I’m doing a series with my family where we learn about an important figure every month and learn about their life and theories. I got stuck with the short end of the straw, which obviously means I got stuck with Math. While all my moaning and groaning and whining fell on deaf ears, I actually found that I was enjoying myself. I thought I’d document little short stories here just in case some of you find it interesting as well.
This month’s mathematician is a handsome young Italian man called Leonardo de Pisa (the same place the famous Leaning Tower is from) who was born to a rich merchant who would take the young boy along during his travels to one of his posts in Algeria. Leonardo, who went by his nickname of Fibonacci by then, started showing a fascination towards the Hindu-Arabic numeral system. Not having to work, owing to his riches, Fibonacci decided to travel around the world to discover math in different cultures.
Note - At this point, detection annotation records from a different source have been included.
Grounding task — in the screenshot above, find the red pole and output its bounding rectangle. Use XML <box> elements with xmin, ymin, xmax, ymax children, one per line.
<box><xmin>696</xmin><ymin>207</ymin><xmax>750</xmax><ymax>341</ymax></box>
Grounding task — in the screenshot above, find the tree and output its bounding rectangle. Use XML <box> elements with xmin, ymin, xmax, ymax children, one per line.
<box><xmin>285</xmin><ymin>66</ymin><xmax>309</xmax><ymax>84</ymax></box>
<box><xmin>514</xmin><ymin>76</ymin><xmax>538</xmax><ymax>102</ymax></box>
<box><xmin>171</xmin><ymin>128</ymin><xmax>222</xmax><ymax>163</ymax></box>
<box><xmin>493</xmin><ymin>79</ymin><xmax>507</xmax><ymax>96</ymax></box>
His travels took him to many Arabic and Mediterranean countries where he found that the Hindu-Arabic numerals were simpler and more efficient than the Roman numerals he was taught.
All of his learning and travel led him to write the famous Liber Abaci, spreading word on the new numeral system he had picked up. The book was first published 800 years ago and was full of mathematical puzzles. One of the most famous puzzles was –
‘If you put a male and a female rabbit in an enclosed space, how many rabbits will you have at the end of a year?’
The answer can be found using a mathematical model – a pattern that has now come to be called the Fibonacci sequence.
1, 1, 2, 3, 5, 8, 13, 21, 34, …
What’s fascinating about the sequence is that the numbers appear everywhere in nature. If you could the bumps on pineapples and pine-cones, the family tree of cows etc. It can also be found in renaissance paintings, in the Pyramids of Giza and many other architectural wonders
I love the Fibonacci sequence. I never knew he introduced the Arabic number system to Europe, though.
I was quite surprised as well. Apparently the book brought it to fame!
Who would have thought that a sequence used in a rabbit-counting problem would grow to be one of the greatest mysteries of math. Even in the field of investment, we use the principle of Fibonacci numbers for technical analysis of share prices movements.
So true. It is a completely magical set of numbers that is just as awe-inspiring!